Départ des médecins algériens : comment les retenir ?

L’apport des médecins algériens basés à l’étranger pose la question de l’exode massif des soignants formés en Algérie. Quel regard le professeur pose-t-il sur le départ massif des médecins algériens notamment vers la France ? Comment faire pour les retenir en

Algérie ?

« Tout d’abord, je trouve inacceptable qu’un pays (La France) détrousse un autre pays (L’Algérie) de ses jeunes médecins pour combler le déficit d’un système de santé défaillant dit-il. Je pense que l’Algérie devrait imposer à la France, un accord bilatéral pour la formation dans certaines spécialités afin que des médecins algériens puissent partir se former dans un cadre réglementaire et reviennent exercer dans le pays à la fin de la formation ».

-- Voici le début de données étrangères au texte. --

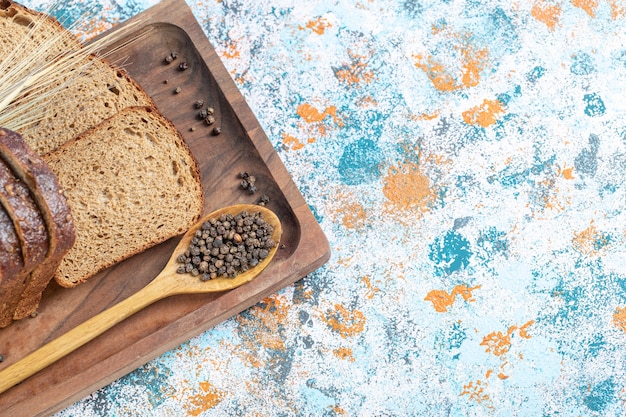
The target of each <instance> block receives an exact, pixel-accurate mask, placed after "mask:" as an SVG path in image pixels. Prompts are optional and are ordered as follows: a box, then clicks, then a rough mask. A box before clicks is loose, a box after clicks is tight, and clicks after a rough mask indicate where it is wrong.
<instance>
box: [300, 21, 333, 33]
mask: <svg viewBox="0 0 626 417" xmlns="http://www.w3.org/2000/svg"><path fill="white" fill-rule="evenodd" d="M331 26H332V24H331V23H330V22H329V21H328V20H326V19H324V18H323V17H318V18H317V19H312V20H309V21H308V22H307V23H306V26H305V27H306V28H307V29H311V30H312V31H313V32H315V33H317V34H318V35H323V34H324V31H325V30H326V29H327V28H329V27H331ZM300 29H301V30H304V28H303V27H302V26H300Z"/></svg>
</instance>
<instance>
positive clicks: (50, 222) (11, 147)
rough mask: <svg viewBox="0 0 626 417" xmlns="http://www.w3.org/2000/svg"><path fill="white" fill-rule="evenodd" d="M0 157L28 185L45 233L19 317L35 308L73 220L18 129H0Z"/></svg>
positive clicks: (26, 313) (50, 178) (52, 179)
mask: <svg viewBox="0 0 626 417" xmlns="http://www.w3.org/2000/svg"><path fill="white" fill-rule="evenodd" d="M0 158H2V159H3V160H4V162H5V163H6V164H7V165H8V166H9V167H10V168H11V171H13V174H14V175H15V176H16V177H17V178H18V179H19V180H21V181H22V182H24V183H25V184H26V185H27V186H28V189H29V191H30V195H31V197H32V199H33V201H34V202H35V204H36V205H37V208H38V209H39V212H40V213H41V216H42V217H43V219H44V223H45V226H46V231H47V234H48V251H47V254H46V257H45V259H43V261H42V262H40V263H39V264H38V265H37V266H36V267H35V268H34V269H33V271H32V272H31V274H30V277H29V278H28V281H27V282H26V285H25V287H24V290H23V291H22V294H21V298H20V300H19V303H18V304H17V307H16V310H15V312H14V315H13V316H14V318H15V317H18V316H19V317H20V318H22V317H25V316H26V315H28V314H30V313H31V312H32V311H34V310H35V309H36V308H37V306H38V304H39V300H40V299H41V294H42V292H43V290H44V289H45V288H46V286H47V284H48V283H49V282H50V280H51V279H52V276H53V275H54V272H55V270H56V269H57V266H58V264H59V262H60V261H61V258H62V257H63V256H64V255H65V254H66V253H67V252H68V250H69V249H70V248H71V247H72V245H73V244H74V241H75V232H74V222H73V220H72V215H71V212H70V208H69V206H68V204H67V201H66V199H65V196H64V195H63V193H62V191H61V188H60V186H59V183H58V181H57V179H56V177H55V175H54V173H53V172H52V171H51V170H50V168H49V167H48V165H47V164H46V163H45V162H44V160H43V159H41V157H39V155H37V154H36V153H35V152H34V151H33V150H32V149H30V148H29V147H28V145H27V144H26V143H25V142H24V140H23V138H22V137H21V136H20V135H19V134H18V133H16V132H12V131H10V130H8V129H0ZM18 310H19V311H20V312H21V313H20V314H17V311H18Z"/></svg>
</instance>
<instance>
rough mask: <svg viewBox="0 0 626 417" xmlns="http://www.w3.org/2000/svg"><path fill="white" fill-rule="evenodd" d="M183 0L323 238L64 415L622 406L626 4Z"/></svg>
mask: <svg viewBox="0 0 626 417" xmlns="http://www.w3.org/2000/svg"><path fill="white" fill-rule="evenodd" d="M46 4H47V3H45V2H42V1H36V0H30V1H26V5H28V6H30V7H35V8H43V7H45V5H46ZM153 4H155V1H133V0H129V1H122V0H120V1H109V2H106V3H97V4H94V3H93V2H87V1H82V2H81V1H78V0H67V1H66V2H64V6H63V11H64V13H65V17H68V16H69V17H70V20H72V17H75V18H74V20H76V21H77V22H78V23H79V24H78V25H77V26H76V31H77V32H78V33H80V34H81V35H83V36H87V37H88V36H90V35H93V34H95V33H99V32H101V31H103V30H106V29H107V28H109V27H111V26H112V25H115V24H116V23H117V22H119V21H121V20H124V19H126V18H128V17H130V16H132V15H135V14H137V13H139V12H141V11H143V10H145V9H146V8H147V7H149V6H151V5H153ZM188 4H189V6H190V7H191V9H192V11H193V13H194V15H195V16H196V18H197V20H198V21H199V23H200V25H201V26H202V27H203V28H204V30H205V33H206V35H207V37H208V38H209V40H210V41H211V43H212V44H213V46H214V47H215V48H216V50H217V52H218V54H219V55H220V57H221V59H222V61H223V63H224V65H225V66H226V68H227V69H228V70H229V72H230V73H231V75H232V78H233V79H234V81H235V83H236V84H237V86H238V88H239V89H240V91H241V93H242V94H243V95H244V97H245V98H246V100H247V102H248V103H249V105H250V107H251V108H252V110H253V112H254V113H255V115H256V116H257V118H258V119H259V121H260V123H261V126H262V127H263V128H264V130H265V132H266V133H267V135H268V137H269V139H270V141H271V142H272V144H273V146H274V147H275V149H276V151H277V152H278V155H279V156H280V158H281V159H282V160H283V162H284V163H285V165H286V167H287V169H288V171H289V172H290V173H291V175H292V177H293V179H294V181H295V183H296V185H297V186H298V188H299V189H300V190H301V192H302V194H303V195H304V197H305V200H306V201H307V202H308V204H309V205H310V207H311V209H312V211H313V212H314V214H315V215H316V217H317V219H318V221H319V223H320V224H321V227H322V229H323V230H324V232H325V233H326V235H327V237H328V239H329V241H330V245H331V250H332V257H331V260H330V261H329V262H328V264H326V265H325V266H324V267H322V268H321V269H319V270H318V271H316V272H314V273H313V274H311V275H309V276H307V277H305V278H304V279H302V280H301V281H299V282H298V283H296V284H295V285H293V286H291V287H288V288H285V289H283V290H281V291H280V292H278V293H277V294H275V295H272V296H271V297H269V298H267V299H266V300H264V301H263V302H262V303H260V304H258V305H256V306H254V307H252V308H250V309H248V310H246V311H245V312H243V313H241V314H240V315H238V316H236V317H233V318H231V319H229V320H227V321H225V322H224V323H222V324H220V325H218V326H216V327H215V328H213V329H211V330H209V331H207V332H206V333H204V334H202V335H199V336H197V337H195V338H193V339H192V340H189V341H188V342H186V343H184V344H183V345H181V346H180V347H178V348H176V349H174V350H172V351H170V352H168V353H166V354H164V355H162V356H161V357H159V358H157V359H155V360H153V361H151V362H150V363H148V364H147V365H145V366H143V367H141V368H139V369H137V370H136V371H134V372H132V373H130V374H129V375H127V376H125V377H123V378H121V379H120V380H118V381H116V382H115V383H113V384H111V385H110V386H107V387H105V388H103V389H101V390H99V391H97V392H95V393H93V394H92V395H90V396H88V397H87V398H84V399H83V400H81V401H79V402H78V403H76V404H74V405H72V406H70V407H69V408H67V409H66V410H64V411H62V412H60V413H58V415H57V417H70V416H84V417H92V416H93V417H104V416H147V415H154V416H239V415H241V416H268V417H278V416H293V415H299V416H300V415H301V416H524V417H525V416H538V417H548V416H550V417H552V416H554V417H556V416H559V417H577V416H624V415H626V365H625V362H626V118H625V117H624V116H626V98H625V92H626V0H528V1H526V0H525V1H517V0H516V1H514V0H484V1H476V0H438V1H437V0H425V1H412V0H308V1H306V2H305V1H297V0H272V1H265V0H197V1H195V2H188ZM79 17H80V18H79Z"/></svg>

Le professeur Souilamas propose une autre alternative : « Mettre en place des accords de formation avec d’autres pays anglophones où le rapport avec les Algériens est différent et moins marqué par l’histoire. Pour cela, il est nécessaire d’identifier les centres d’excellence et leurs universités dans le monde afin de discuter avec leurs responsables et instituer un système de collaboration bilatérale, équitable et pérenne ».

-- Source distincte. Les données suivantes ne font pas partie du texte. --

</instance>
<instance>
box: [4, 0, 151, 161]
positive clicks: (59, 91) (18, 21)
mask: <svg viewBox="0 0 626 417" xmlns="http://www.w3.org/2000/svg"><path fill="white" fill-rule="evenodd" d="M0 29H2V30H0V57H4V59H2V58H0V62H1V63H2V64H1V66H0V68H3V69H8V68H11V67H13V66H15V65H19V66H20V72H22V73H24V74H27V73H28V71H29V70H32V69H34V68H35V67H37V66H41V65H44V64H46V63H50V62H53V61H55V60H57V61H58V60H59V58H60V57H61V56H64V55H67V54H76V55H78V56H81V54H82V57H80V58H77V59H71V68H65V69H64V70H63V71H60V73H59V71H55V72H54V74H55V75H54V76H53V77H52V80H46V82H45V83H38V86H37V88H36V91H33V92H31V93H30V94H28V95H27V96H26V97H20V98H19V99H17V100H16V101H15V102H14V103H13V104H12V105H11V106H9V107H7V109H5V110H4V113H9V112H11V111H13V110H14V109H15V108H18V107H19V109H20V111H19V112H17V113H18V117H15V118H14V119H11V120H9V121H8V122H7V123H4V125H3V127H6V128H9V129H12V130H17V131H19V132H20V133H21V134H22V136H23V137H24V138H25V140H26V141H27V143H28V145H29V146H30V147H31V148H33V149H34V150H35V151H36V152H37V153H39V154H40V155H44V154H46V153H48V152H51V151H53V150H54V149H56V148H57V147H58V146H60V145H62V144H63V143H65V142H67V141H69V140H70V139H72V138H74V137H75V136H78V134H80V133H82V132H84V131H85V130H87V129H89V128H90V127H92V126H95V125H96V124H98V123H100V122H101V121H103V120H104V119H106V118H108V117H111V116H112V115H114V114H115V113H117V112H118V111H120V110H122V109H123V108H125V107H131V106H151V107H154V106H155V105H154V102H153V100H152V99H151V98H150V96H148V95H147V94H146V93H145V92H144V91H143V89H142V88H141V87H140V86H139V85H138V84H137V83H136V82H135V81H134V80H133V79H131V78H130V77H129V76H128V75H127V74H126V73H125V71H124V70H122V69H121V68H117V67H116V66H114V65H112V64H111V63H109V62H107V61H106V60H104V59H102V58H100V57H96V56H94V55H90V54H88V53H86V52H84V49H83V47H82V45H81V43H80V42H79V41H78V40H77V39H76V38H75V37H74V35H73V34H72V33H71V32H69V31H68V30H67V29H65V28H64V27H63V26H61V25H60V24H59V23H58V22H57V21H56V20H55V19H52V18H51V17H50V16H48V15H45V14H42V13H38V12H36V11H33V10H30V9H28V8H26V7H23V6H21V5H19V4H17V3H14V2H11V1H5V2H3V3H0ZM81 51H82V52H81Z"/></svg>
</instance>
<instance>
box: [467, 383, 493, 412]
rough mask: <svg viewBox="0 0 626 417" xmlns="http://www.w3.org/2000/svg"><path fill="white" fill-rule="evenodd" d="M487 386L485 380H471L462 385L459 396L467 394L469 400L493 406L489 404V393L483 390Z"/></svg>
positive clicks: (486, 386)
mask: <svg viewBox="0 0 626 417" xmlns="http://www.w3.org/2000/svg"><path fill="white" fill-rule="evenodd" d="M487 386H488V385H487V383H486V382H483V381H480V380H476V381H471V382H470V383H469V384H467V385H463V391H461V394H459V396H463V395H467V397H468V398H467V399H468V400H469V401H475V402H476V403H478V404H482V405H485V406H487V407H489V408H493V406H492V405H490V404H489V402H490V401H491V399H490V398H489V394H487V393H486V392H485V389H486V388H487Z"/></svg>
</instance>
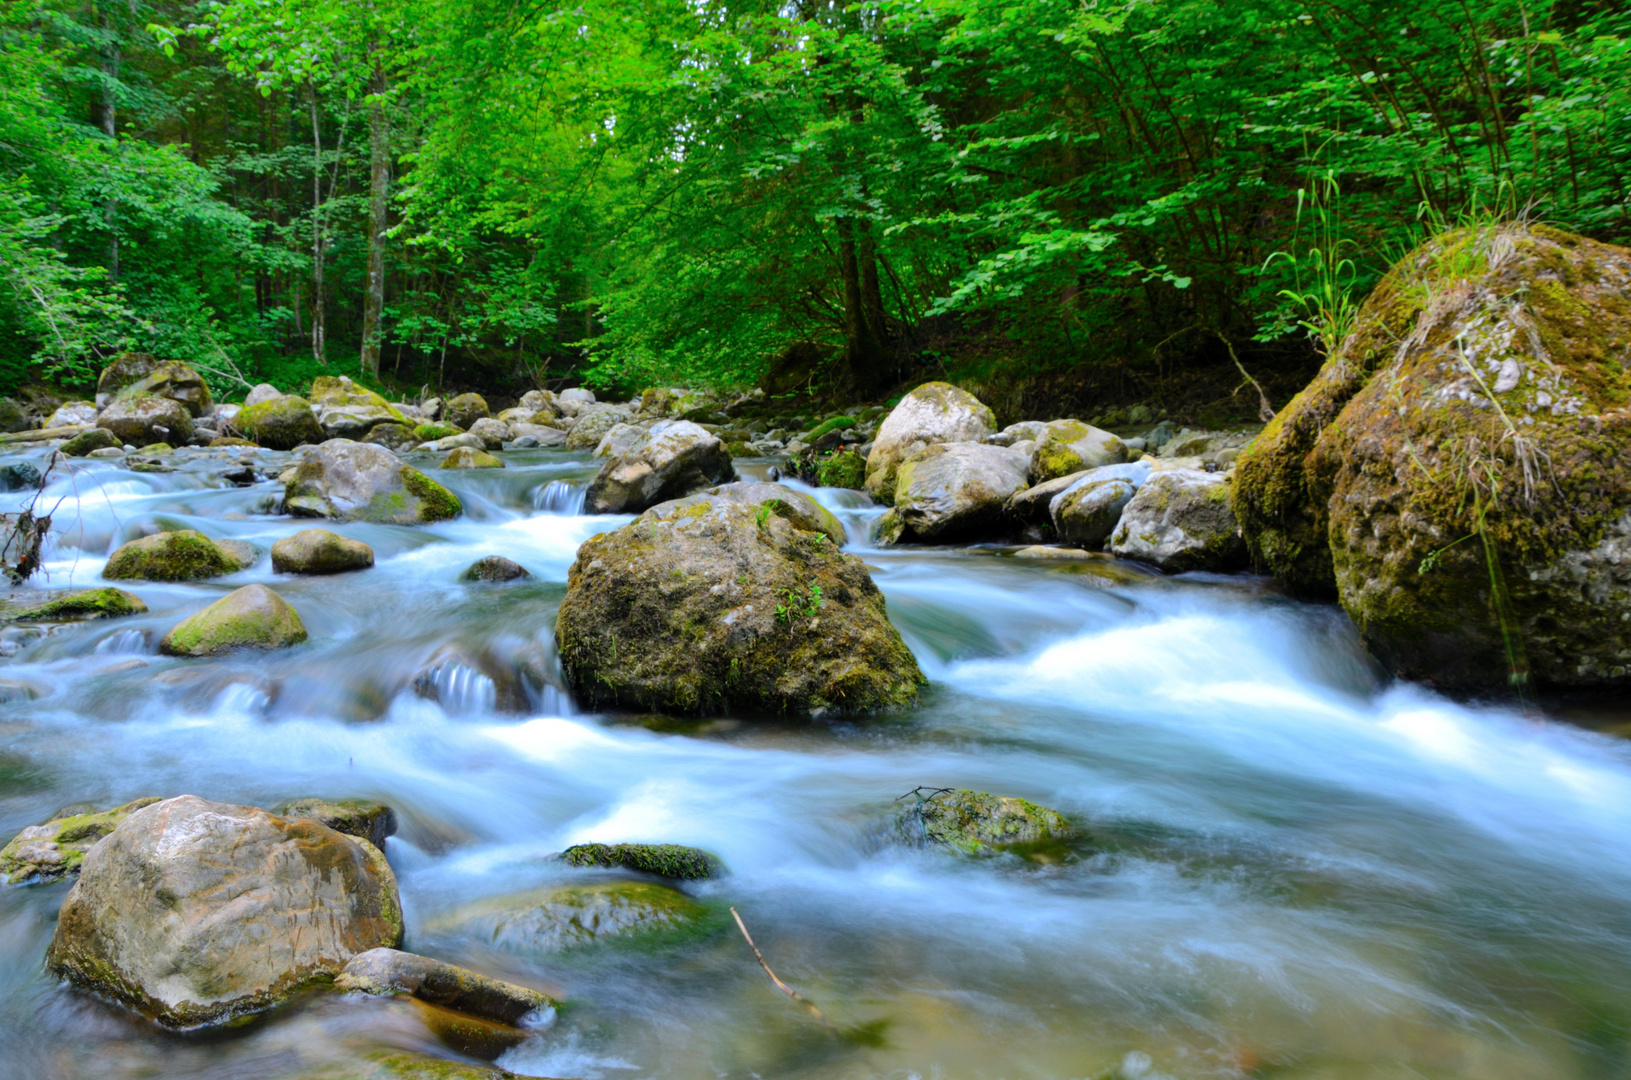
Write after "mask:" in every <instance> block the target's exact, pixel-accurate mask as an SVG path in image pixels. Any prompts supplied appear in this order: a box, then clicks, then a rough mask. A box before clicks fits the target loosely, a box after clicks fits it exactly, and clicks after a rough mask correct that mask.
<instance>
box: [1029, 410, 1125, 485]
mask: <svg viewBox="0 0 1631 1080" xmlns="http://www.w3.org/2000/svg"><path fill="white" fill-rule="evenodd" d="M1125 460H1127V445H1125V444H1124V442H1122V440H1120V439H1117V437H1116V436H1112V434H1111V432H1107V431H1103V429H1099V427H1094V426H1093V424H1083V423H1081V421H1080V419H1055V421H1052V423H1049V424H1044V426H1042V431H1041V432H1039V434H1037V437H1036V450H1032V454H1031V483H1032V485H1039V483H1044V481H1049V480H1057V478H1060V476H1068V475H1070V473H1080V471H1081V470H1085V468H1103V467H1106V465H1119V463H1122V462H1125Z"/></svg>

Enseignement de la médecine en anglais

Et d’ajouter : « J’ai appris avec plaisir que dorénavant, l’enseignement dans les facultés de médecine en Algérie se fera en langue anglaise. C’est un très bon moyen pour sortir de l’exclusivité francophone et surtout française. De toutes façons, les publications et les conférences médicales se font depuis longtemps en langue anglaise, y compris en

France. À terme, il est impératif que les formations spécialisées et de pointe, se fassent dans le pays. Cela permettrait de former un plus grand nombre de médecins spécialistes de manière continue et d’acquérir une totale autonomie ».

Le Professeur Souilamas pense que l’Algérie dispose d’un grand potentiel pour développer un système de santé moderne et efficace. « Une médecine centrée sur le patient, la transmission du savoir, le travail d’équipe et l’évaluation des pratiques sont les conditions indiscutables à ce développement » souligne-t-il. « Je suis convaincu que l’Algérie peut devenir sur le plan de la santé, un modèle d’excellence pour d’autres pays ».

Compétences au service de l’Algérie

Le Professeur Souilamas souhaite sincèrement participer à ce développement. « Je sais par exemple qu’on commence à évoquer l’éventualité des prélèvements d’organes en vue de transplantation en Algérie. Là aussi, je n’ai jamais été contacté alors que je pourrais apporter mon aide à ce projet, vu que la greffe est dans mon domaine de

compétence et qu’en plus, je suis membre fondateur de l’École européenne francophone des prélèvements multi organes que nous avons créée avec d’autres collègues il y a une dizaine d’années ».

Et de conclure : « L’acquisition du savoir et de l’innovation médicale n’a pas de frontière. C’est le fruit d’une expérience internationale et qui peut être partagée sans difficulté si on prend la peine de s’y intéresser. Ce sera toujours pour le bénéfice du plus grand nombre des jeunes médecins et surtout des patients ».

Le Professeur Souilamas met actuellement la touche finale à un deuxième livre dans lequel  il décrit son parcours et le bilan qu’il en tire. L’ouvrage devrait sortir d’ici quelques mois en Algérie, nous a-t-il révélé.